Major fuckups in the year of 2016?

jim bell jdb10987 at yahoo.com
Thu Dec 29 13:16:47 PST 2016



 From: Razer <g2s at riseup.net>
 On 12/29/2016 01:25 AM, John Newman wrote:
  
 
On Dec 29, 2016, at 2:35 AM, Georgi Guninski <guninski at guninski.com> wrote:
 
  
 >>What are some major fuckups in the year of 2016?
  
 
 >The ridiculous water catastrophe in Flint, Michigan. 
>If you live in Fruitvale, a San Francisco Bay area town, your water is poison. More lead in it than Flint Michigan. 
Yes, the Flint episode is "ridiculous".  But the reason is that in shifting to Flint River water from Detroit water, those in charge "forgot" to add about $100/day in pH adjustors and anti-corrosion additives:  Had they done that, there would simply have been no story, nothing for the media to cover.  I think it can be argued (and I argue) that this can only have been explained as a deliberate attempt to sabotage these cost-savings.  The lead involved isn't in the water in the Flint River:  Rather, the lead which becomes the problem is leached from the (old) piping system, including in houses themselves.  "Forget" to add pH adjustors, and the water itself becomes slightly corrosive, so people begin to drink lead from piping that had been around for 50 years without problems.  Fortunately, there have been criminal charges, and there will be charges.  We will all find out why the staff has been sabotaging the water supply system.
>If I recall correctly (and I might be wrong about this) Fruitvale was one of the places early in the Personal Computer boom where the silicon valley kept it's machine shops and filthy filthy wafer fab operations... Before they found out how toxic wafer fab ops were and moved them to third world countries where they could poison people at will.

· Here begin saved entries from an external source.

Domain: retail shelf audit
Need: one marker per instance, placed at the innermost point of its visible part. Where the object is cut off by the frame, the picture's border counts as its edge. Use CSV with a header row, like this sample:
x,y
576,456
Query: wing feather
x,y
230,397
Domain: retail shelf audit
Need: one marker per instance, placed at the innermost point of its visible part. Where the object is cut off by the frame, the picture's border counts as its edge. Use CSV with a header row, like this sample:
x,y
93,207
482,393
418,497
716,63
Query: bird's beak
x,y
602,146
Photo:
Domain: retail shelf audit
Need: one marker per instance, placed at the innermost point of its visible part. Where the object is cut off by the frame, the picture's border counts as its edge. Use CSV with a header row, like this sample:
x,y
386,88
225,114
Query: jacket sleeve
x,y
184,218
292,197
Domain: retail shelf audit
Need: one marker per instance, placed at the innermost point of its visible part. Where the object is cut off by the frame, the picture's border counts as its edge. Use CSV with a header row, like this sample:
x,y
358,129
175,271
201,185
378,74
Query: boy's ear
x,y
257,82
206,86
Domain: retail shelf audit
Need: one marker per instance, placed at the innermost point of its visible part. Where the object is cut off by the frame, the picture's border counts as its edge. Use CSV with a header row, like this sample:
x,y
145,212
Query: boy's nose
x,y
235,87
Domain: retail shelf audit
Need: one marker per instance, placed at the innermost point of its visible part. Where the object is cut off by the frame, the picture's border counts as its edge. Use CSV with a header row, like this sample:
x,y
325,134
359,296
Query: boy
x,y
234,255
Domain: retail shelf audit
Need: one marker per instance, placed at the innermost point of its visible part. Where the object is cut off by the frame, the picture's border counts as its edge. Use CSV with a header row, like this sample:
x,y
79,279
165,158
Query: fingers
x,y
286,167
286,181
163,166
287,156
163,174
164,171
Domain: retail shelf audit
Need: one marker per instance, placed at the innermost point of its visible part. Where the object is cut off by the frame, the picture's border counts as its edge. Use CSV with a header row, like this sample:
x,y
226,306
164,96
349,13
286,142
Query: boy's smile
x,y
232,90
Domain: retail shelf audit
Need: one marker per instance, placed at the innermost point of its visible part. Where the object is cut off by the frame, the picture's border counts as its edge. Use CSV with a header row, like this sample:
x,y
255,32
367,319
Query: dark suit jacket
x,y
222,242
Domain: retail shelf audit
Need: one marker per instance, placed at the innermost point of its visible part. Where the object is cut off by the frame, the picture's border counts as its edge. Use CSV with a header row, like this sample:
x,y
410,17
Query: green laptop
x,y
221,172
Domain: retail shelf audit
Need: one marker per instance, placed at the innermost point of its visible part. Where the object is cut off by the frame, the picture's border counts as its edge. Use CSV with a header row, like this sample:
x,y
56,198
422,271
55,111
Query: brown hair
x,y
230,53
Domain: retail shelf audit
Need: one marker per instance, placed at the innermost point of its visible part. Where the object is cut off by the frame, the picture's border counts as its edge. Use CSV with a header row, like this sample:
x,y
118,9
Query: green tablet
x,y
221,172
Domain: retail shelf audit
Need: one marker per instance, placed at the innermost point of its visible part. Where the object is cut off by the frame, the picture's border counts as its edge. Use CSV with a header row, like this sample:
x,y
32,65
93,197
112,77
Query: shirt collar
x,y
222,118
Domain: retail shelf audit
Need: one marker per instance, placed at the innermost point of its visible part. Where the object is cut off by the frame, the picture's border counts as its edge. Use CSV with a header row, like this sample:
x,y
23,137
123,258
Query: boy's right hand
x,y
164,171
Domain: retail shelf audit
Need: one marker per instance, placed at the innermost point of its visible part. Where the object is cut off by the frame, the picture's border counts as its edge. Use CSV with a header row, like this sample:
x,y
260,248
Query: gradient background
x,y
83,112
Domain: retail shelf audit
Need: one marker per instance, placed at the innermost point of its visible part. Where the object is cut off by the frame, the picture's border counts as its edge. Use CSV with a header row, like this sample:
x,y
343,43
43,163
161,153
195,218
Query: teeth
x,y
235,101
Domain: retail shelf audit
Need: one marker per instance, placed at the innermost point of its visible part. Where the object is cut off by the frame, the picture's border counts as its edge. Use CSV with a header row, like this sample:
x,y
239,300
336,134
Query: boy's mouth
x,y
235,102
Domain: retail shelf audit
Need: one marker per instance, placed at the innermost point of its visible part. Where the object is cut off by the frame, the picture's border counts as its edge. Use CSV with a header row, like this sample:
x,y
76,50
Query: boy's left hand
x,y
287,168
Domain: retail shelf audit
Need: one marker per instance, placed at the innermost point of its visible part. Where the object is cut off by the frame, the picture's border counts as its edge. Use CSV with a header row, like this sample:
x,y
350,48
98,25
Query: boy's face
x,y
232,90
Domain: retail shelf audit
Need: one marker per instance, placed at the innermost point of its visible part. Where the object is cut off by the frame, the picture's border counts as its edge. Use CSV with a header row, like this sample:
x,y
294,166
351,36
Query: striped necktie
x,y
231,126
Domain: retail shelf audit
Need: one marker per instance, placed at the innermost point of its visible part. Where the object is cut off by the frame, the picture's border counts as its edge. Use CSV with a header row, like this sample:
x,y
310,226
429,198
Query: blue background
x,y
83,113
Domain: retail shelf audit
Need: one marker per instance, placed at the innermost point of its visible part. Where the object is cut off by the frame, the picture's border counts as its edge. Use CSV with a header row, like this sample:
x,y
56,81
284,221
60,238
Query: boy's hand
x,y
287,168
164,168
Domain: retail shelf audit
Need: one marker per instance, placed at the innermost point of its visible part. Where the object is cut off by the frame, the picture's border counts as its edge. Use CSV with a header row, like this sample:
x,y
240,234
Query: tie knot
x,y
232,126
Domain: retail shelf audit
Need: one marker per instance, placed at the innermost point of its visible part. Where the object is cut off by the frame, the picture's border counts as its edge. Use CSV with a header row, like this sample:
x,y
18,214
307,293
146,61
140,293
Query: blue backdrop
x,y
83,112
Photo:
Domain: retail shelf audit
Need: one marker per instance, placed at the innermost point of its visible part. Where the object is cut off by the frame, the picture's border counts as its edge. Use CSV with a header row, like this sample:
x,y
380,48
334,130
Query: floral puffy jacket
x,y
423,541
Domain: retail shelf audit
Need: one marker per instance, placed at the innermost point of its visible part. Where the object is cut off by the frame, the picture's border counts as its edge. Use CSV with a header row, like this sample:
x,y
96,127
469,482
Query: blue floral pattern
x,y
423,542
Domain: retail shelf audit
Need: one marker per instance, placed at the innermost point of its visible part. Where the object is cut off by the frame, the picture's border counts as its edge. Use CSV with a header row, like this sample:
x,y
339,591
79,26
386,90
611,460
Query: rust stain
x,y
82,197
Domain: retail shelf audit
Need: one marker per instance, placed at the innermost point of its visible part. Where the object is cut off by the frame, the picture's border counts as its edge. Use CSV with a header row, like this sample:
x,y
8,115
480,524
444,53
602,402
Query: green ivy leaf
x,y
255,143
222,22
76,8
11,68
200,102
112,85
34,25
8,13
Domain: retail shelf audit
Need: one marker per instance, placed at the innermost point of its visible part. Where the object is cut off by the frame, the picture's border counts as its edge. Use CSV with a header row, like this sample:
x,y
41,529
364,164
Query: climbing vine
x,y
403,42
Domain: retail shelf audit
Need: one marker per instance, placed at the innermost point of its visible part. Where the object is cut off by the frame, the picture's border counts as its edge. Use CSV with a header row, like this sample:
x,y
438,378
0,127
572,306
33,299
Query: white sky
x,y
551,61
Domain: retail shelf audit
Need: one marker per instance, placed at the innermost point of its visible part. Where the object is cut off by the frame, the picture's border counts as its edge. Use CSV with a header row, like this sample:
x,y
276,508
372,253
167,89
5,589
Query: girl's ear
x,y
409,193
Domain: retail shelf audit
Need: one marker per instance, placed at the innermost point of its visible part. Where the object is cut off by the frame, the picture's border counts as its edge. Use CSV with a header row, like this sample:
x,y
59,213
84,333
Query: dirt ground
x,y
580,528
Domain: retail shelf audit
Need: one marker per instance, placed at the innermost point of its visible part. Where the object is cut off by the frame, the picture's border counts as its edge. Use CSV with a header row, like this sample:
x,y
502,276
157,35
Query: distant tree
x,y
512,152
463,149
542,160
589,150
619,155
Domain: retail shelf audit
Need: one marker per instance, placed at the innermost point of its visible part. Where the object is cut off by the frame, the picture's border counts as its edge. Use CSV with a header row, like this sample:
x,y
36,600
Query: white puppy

That sounds like nonsense to me.  Wafer fabs employ some of the purest water used in any industrial used.  And they recycle water, because it's actually much cheaper to remove the very small quantities of added contaminants than to start from "new" water, let's say well-water.
Further, I am not aware that lead is a component in any operation related to silicon wafers.  It's possible that the soil in this area contains more lead than most areas, but that's not the fault of the wafer fabs.
 
http://www.bizjournals.com/sanfrancisco/news/2016/12/28/east-bay-lead-exposure-fruitvale-oakland.html
You are trying to mislead by using this article.  It doesn't even explain from where the lead comes.